According to modern life-science (and my own fraying nervous system), my mind cannot keep up with what my phone is trying to tell me, leaving me in a state of biological stasis—trapped between presence and performance, between existing and simply being observed. Haus is an interior-theatre set of short-lived experiences, my home. Recollections of how space was once computed, and occupied by people that only existed for fleeting moments in each room—like the things that show up on my screens. My home is a round-the-clock stage set. My home is my theatre. My home is where the science of my life plays out.

If I knock, the door opens, and I’m left standing on the threshold of past, present, and future versions of myself—yet still quantifying the architectural facts of my childhood houses, the conversion of a house into a home. The home is an active moment in both time and space, shaping identity that doesn’t really exist. We move between spaces constantly. The home is a microcosm. A collection of traumas bound by walls. Every house is a House of Chiron. A place of paradoxes: private yet social, refuge yet prison, love yet labour, shelter yet site of unspoken grief.

Sometimes, I want to be set free, but I also want to be taken home—to have a drink with a past version of myself. I want to close and lock myself away, but I also know I cannot heal if I do not keep the doors open.

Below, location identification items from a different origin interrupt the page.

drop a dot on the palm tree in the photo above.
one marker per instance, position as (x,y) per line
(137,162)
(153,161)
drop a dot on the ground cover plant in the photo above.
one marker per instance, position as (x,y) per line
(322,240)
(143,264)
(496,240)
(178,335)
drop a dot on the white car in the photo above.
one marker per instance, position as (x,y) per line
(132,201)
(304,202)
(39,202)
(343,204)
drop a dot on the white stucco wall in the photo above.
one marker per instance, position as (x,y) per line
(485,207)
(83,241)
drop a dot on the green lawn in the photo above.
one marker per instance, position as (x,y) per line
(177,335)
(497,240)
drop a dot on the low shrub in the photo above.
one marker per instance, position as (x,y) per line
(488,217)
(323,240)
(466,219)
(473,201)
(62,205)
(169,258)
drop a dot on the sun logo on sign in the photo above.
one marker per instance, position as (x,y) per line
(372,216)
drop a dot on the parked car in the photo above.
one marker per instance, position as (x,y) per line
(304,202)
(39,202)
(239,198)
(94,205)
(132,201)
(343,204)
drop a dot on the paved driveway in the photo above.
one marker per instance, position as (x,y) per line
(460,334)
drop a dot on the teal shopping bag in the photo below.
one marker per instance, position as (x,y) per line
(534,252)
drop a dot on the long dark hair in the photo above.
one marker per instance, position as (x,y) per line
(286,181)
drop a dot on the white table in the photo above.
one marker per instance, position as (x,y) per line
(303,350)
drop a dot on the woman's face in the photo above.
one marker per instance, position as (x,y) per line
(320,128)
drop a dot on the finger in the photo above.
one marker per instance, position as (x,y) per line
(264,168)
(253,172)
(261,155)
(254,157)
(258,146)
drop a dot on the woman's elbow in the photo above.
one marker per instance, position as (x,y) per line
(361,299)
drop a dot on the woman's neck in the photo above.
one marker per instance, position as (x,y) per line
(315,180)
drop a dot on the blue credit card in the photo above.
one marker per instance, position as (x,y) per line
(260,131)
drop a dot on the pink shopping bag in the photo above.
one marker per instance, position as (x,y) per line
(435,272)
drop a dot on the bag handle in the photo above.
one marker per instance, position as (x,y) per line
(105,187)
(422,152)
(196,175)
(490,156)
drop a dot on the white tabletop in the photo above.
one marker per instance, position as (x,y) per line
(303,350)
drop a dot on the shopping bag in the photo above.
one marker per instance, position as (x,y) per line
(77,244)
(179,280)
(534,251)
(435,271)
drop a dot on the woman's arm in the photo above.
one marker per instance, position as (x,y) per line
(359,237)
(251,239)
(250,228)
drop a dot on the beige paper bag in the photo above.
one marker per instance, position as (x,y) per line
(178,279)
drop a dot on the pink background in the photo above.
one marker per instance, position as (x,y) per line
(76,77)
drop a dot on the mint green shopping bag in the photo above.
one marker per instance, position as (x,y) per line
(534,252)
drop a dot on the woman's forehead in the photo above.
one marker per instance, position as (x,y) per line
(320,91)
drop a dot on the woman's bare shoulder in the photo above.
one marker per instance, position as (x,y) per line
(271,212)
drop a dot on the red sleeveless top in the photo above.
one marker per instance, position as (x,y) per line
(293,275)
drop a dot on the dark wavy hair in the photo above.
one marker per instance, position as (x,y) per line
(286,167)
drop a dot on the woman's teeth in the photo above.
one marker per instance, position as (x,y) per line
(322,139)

I cannot react to everything I see when I’m living through technological vessels. So I catch myself asking: do I really want to sit surrounded by bricks I own, only to sit and stare at a screen? If my Haus is my mind, then I should be constructing something I can actually live inside. I can use the integration of new figurative painting and spatial computing to my advantage. To question what it means to paint from life today when screens have become synonymous with vernacular accounts of vision. What happens when we relive past moments in the present, isn’t that the spatial crux at the heart of painting? To have the ability to navigate space and time.

And that’s why I paint—because painting, at least, lets me build a world I can stand in without waiting for a push notification to tell me I’m there.